Sternocleidomastoideus tak

Begroeting maakt deel uit van het dagelijks leven van ieder mens, maar wat weten we ervan en de vertakkingen ervan?

De sternocleidomastoïde tak (SGMA) is geclassificeerd als een thyroglossale tak die voortkomt uit de stijgende cervicale slagader. GRKVSV ​​wordt gevormd door het vertrek van de anterolaterale wand van het laterale deel van de externe halsslagader. Het loopt naar beneden over het mastoïdproces in de inversie nabij de middellijn van de nek. Onderweg geeft het twee takken af: de achterste en voorste harttakken, de bovenste huidtak, evenals de tak die de voortanden en de bovenste cervicale lymfeklieren innerveert. Het opperarmbeen is bevestigd aan de bovenste diepten van het sleutelbeen.

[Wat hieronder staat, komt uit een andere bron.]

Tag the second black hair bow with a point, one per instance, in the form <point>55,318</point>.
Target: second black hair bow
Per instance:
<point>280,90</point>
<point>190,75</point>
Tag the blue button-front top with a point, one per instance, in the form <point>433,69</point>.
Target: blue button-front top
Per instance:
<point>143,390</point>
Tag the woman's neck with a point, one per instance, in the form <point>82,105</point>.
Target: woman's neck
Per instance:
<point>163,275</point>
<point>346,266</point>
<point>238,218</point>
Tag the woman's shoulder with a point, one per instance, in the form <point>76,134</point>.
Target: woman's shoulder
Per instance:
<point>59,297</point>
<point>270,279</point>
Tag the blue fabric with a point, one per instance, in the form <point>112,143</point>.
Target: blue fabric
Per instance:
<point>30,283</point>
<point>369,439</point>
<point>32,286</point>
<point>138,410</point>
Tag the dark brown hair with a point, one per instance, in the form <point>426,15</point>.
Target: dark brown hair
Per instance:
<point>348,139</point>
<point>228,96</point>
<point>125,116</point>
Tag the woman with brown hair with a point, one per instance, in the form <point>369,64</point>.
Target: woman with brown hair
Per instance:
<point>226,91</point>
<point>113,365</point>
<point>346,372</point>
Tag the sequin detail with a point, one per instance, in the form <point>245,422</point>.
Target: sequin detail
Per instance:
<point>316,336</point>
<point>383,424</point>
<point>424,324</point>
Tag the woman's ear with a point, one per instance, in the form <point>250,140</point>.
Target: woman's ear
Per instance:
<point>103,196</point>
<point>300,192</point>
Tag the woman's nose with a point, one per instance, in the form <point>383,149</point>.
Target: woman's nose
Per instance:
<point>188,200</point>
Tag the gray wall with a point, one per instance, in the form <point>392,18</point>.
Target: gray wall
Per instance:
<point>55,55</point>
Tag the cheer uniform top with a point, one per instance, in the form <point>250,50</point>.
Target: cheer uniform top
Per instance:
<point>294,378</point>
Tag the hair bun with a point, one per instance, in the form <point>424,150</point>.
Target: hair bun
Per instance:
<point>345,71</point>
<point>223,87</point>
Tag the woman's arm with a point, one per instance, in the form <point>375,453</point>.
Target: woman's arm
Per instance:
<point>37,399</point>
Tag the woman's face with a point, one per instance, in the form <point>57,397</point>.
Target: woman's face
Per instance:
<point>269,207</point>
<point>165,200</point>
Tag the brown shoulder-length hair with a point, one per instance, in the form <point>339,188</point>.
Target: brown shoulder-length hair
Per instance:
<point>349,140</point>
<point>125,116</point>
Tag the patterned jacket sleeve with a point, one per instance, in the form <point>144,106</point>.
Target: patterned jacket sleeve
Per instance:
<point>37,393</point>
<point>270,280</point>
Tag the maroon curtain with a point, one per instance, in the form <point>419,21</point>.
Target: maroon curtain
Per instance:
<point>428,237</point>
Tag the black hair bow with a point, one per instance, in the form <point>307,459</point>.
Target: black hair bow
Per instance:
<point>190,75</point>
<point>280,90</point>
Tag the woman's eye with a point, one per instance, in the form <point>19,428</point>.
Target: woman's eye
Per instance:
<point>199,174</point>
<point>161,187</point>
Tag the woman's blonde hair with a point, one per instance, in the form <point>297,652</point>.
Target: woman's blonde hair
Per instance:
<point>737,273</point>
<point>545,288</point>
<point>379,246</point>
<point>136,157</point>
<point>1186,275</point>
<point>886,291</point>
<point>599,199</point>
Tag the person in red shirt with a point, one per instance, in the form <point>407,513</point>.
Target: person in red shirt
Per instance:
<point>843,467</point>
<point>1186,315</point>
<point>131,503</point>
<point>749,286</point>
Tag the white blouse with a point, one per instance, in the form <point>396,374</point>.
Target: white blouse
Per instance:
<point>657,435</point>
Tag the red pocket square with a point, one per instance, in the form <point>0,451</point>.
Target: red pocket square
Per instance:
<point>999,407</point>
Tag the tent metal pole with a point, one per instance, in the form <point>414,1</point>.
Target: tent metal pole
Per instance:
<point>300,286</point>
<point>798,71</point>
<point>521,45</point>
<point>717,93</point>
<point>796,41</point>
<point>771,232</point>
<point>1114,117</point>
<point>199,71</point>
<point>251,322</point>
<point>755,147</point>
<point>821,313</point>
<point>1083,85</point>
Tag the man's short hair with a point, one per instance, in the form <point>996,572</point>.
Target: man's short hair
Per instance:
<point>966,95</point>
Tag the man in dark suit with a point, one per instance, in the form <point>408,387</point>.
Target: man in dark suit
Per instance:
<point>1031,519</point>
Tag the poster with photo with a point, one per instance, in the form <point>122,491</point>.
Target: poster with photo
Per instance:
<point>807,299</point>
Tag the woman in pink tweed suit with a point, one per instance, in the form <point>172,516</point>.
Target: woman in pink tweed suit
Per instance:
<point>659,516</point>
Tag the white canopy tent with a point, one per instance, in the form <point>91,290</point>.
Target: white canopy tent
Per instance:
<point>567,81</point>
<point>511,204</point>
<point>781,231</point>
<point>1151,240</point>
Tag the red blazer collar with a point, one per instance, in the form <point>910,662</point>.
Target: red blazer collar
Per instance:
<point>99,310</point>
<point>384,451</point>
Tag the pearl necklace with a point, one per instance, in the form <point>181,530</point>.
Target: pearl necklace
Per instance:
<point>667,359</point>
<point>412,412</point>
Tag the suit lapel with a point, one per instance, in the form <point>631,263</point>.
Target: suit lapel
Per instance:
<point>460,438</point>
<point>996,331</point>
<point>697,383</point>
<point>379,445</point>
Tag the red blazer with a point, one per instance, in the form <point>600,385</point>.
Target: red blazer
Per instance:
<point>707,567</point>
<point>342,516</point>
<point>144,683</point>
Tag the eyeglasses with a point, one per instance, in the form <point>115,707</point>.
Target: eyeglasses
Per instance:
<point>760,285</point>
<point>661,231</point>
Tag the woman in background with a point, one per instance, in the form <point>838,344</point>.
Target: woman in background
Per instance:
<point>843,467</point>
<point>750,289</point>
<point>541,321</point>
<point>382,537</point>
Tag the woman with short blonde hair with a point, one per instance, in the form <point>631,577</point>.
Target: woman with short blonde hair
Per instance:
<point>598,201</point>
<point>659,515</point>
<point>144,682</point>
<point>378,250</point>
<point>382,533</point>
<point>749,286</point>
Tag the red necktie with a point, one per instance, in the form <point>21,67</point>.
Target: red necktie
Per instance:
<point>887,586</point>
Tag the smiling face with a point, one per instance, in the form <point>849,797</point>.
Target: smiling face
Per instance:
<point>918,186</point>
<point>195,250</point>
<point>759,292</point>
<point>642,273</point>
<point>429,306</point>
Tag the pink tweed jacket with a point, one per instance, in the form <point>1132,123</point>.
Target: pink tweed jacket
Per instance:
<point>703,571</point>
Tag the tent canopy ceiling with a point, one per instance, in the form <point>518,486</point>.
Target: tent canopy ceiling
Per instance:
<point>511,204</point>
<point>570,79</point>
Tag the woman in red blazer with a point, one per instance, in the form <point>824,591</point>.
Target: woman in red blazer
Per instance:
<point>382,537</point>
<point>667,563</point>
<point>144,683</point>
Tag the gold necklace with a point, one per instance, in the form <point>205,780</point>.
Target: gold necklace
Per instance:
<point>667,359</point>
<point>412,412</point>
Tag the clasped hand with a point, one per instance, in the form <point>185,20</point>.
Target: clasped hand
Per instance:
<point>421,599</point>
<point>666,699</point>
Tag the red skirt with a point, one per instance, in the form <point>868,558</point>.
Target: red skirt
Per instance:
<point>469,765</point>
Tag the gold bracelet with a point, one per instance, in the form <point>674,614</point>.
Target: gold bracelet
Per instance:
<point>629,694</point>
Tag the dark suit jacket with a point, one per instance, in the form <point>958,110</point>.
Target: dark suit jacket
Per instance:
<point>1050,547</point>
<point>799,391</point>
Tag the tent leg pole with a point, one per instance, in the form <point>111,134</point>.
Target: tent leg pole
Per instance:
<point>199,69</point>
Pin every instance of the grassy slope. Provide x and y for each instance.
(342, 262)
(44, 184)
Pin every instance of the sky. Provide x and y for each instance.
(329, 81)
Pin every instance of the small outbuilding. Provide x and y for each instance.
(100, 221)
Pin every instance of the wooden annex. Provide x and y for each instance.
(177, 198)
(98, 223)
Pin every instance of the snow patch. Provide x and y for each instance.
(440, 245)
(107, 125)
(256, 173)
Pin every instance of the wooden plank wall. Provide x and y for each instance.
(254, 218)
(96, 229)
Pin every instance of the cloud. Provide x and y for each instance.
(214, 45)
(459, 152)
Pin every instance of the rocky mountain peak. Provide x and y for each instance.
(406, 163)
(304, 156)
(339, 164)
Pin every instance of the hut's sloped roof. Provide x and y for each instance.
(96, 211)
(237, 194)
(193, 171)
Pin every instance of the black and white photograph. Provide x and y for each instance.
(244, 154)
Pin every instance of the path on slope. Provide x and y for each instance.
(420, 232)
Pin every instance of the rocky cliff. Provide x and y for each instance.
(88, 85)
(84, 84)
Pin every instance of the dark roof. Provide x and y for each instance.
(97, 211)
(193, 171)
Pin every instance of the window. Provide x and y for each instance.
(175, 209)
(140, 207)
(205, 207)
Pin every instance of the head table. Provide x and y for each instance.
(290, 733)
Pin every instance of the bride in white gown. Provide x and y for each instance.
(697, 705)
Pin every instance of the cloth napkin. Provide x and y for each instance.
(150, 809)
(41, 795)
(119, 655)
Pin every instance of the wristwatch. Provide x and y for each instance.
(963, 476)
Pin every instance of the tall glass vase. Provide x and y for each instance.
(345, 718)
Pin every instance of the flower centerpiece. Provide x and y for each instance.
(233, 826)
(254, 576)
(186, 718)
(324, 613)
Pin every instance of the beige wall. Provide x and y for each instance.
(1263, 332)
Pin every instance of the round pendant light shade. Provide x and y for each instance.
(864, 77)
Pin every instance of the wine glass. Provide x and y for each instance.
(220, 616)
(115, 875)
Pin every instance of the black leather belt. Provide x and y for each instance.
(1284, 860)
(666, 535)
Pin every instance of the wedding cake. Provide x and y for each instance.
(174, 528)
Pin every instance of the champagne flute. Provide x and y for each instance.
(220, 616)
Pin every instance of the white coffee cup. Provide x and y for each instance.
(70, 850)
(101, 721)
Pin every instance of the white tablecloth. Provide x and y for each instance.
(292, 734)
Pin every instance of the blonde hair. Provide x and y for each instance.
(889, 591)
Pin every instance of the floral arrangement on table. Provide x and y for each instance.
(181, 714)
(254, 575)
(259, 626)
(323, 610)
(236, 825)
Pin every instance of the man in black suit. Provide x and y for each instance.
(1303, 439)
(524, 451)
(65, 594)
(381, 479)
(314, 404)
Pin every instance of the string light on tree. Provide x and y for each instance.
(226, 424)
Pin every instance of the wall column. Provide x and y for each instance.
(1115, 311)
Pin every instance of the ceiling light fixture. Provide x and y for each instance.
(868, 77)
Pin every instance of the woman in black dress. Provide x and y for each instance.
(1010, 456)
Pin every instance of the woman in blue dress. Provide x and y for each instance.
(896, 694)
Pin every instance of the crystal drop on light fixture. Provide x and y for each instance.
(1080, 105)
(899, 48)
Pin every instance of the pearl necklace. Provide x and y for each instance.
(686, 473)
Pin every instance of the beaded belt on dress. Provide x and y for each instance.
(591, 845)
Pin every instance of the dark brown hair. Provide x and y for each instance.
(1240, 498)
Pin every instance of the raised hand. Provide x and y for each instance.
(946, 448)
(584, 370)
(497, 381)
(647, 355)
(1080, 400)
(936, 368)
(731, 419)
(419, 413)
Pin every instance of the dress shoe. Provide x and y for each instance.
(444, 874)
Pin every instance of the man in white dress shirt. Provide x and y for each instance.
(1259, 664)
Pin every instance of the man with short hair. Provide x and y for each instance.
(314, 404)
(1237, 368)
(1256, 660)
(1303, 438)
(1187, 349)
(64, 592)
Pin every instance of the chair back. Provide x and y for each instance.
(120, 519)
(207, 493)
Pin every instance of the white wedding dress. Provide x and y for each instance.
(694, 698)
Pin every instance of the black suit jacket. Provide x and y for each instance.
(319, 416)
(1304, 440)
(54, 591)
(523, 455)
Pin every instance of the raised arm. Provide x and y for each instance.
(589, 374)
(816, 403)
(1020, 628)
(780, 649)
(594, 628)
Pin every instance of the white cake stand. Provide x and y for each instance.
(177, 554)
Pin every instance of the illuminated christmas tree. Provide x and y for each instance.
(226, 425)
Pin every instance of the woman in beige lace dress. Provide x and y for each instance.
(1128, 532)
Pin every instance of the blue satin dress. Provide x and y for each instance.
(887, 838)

De sternocleidomastoideus-tak bevindt zich in de nek en verbindt het borstbeen en het sleutelbeen. Het is een lange tak aan de zijkant van de nek. De voortzetting ervan is het dorsale deel van het oor. De sternocleidomastoïde takken worden weergegeven door twee spieren: ventraal en dorsaal. Spiervezels bepalen de verschillende locatie en structuur van de sternocleidomasticale tak. Spieren kunnen glad of discontinu zijn. In het voorste deel van de sternoclaviculaire tak bevindt zich een bundel van de sternale zenuw en een grote schildklier. Uit deze tak kan de interossale ader ontstaan; deze neemt deel aan de ontwikkeling van de cervicale slagader, die is geclassificeerd als een subklasse van beenmergtakken. Meestal raakt het thoracale borstbeen andere delen van de nek.